1. Une prévention basée sur des modèles probabilistes : un risque de surmédicalisation

L’article affirme que « L’IA alimente une révolution de la longévité en améliorant la durée de vie, mais aussi la durée de vie en bonne santé. ». Certes, l’intelligence artificielle est capable de détecter des facteurs de risque avant même l’apparition de certains symptômes, comme pour la maladie de Parkinson, qui pourrait être identifiée jusqu’à 7 ans à l’avance.

Cependant, cette prédiction repose sur des modèles probabilistes, qui ne sont jamais infaillibles.

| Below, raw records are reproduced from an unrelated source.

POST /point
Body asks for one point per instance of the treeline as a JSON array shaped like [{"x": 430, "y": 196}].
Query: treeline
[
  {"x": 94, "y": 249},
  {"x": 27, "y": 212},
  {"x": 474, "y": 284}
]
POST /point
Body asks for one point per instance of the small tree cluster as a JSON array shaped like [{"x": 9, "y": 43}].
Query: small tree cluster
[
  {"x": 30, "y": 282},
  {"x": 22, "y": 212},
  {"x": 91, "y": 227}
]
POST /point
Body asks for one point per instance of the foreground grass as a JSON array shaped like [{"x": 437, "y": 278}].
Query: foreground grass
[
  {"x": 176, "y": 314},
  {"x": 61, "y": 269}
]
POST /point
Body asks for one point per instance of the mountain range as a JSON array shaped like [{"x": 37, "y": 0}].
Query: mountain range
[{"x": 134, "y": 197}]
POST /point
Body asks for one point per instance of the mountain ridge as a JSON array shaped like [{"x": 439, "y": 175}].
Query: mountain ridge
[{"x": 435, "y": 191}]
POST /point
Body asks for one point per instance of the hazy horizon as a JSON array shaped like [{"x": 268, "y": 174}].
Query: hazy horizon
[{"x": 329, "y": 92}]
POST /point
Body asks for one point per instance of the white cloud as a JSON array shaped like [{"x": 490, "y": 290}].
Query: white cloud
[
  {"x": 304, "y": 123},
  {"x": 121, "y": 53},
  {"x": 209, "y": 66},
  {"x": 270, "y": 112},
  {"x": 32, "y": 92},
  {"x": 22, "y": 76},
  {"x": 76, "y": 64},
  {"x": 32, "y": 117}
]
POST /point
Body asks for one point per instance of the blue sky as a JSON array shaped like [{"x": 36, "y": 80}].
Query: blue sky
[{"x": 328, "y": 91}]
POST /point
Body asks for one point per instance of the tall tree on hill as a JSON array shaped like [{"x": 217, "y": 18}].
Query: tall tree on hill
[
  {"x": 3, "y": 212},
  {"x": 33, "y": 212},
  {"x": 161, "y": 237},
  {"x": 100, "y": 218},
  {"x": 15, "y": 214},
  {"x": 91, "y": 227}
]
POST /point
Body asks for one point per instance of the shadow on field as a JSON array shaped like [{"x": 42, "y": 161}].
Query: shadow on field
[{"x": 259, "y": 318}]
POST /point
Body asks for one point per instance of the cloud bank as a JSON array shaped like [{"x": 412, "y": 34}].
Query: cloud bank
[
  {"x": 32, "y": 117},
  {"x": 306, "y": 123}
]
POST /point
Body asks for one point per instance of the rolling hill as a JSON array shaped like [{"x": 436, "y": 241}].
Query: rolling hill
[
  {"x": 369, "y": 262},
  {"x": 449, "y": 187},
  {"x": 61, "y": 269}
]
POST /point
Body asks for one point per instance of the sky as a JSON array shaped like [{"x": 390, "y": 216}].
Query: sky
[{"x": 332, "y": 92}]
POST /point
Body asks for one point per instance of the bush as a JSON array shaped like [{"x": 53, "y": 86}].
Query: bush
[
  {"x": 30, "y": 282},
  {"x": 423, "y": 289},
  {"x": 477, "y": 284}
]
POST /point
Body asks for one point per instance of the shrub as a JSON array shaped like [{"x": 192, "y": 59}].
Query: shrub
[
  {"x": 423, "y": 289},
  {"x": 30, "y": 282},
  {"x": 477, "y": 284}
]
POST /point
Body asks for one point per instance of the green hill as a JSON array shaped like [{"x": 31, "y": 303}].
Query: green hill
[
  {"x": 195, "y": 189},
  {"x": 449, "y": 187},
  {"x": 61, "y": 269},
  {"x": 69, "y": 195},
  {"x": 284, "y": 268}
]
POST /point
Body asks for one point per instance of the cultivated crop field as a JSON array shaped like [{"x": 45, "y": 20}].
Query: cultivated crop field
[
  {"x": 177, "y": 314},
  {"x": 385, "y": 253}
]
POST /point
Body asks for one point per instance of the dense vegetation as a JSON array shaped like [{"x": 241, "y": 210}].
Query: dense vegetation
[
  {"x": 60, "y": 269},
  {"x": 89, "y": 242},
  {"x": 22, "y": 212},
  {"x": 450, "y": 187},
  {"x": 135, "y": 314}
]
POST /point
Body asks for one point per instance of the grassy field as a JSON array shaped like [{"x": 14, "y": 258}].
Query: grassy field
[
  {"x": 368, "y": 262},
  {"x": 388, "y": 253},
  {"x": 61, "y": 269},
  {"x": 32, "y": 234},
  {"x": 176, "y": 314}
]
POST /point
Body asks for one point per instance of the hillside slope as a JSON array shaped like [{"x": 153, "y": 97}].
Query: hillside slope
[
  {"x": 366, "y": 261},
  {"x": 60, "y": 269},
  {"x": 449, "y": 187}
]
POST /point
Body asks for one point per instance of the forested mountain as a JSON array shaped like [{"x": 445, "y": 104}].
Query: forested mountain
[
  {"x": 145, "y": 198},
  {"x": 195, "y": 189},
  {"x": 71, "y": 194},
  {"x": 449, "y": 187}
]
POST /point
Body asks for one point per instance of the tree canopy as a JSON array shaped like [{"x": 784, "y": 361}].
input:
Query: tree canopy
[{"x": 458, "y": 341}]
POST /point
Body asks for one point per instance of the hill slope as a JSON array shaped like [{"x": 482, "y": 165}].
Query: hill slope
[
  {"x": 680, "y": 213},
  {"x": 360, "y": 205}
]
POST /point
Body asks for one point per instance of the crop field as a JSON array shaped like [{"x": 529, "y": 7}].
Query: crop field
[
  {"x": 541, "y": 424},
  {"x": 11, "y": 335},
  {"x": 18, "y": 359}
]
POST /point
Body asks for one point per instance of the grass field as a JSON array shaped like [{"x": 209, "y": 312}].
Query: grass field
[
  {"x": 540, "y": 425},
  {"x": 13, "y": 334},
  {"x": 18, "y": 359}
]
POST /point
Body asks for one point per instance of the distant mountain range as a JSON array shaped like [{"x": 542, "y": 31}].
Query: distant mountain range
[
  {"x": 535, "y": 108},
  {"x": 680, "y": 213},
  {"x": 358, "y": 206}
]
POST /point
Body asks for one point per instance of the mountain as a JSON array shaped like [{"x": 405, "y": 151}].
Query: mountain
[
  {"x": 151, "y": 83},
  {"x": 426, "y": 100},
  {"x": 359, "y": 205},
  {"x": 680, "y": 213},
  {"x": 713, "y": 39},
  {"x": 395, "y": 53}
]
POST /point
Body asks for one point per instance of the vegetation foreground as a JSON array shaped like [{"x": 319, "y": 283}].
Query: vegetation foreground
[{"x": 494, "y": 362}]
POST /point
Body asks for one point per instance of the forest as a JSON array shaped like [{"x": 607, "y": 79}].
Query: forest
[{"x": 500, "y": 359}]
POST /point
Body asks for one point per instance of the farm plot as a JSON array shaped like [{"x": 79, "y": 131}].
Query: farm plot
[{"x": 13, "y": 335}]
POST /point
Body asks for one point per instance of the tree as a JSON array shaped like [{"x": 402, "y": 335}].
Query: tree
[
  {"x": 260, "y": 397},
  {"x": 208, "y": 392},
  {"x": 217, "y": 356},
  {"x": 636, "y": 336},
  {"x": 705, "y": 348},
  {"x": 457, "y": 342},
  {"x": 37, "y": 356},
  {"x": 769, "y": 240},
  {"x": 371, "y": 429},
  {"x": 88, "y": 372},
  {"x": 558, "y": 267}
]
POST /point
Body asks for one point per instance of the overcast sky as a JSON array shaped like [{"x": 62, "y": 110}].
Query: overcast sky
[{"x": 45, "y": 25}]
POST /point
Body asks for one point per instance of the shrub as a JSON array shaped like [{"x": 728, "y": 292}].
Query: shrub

Détecter un risque ne signifie pas nécessairement qu’une personne développera la maladie, mais cela pourrait malgré tout conduire à une surmédicalisation injustifiée.

👉 Cela signifie que des individus en parfaite santé pourraient être soumis à des traitements inutiles, coûteux et parfois anxiogènes, simplement parce qu’un algorithme a estimé qu’ils présentaient un risque potentiel.

De plus, cette dépendance excessive aux prédictions de l’IA pourrait entraîner un déséquilibre dans le système de santé, où l’on traiterait des maladies potentielles plutôt que des patients réels, détournant ainsi des ressources médicales précieuses de ceux qui en ont réellement besoin.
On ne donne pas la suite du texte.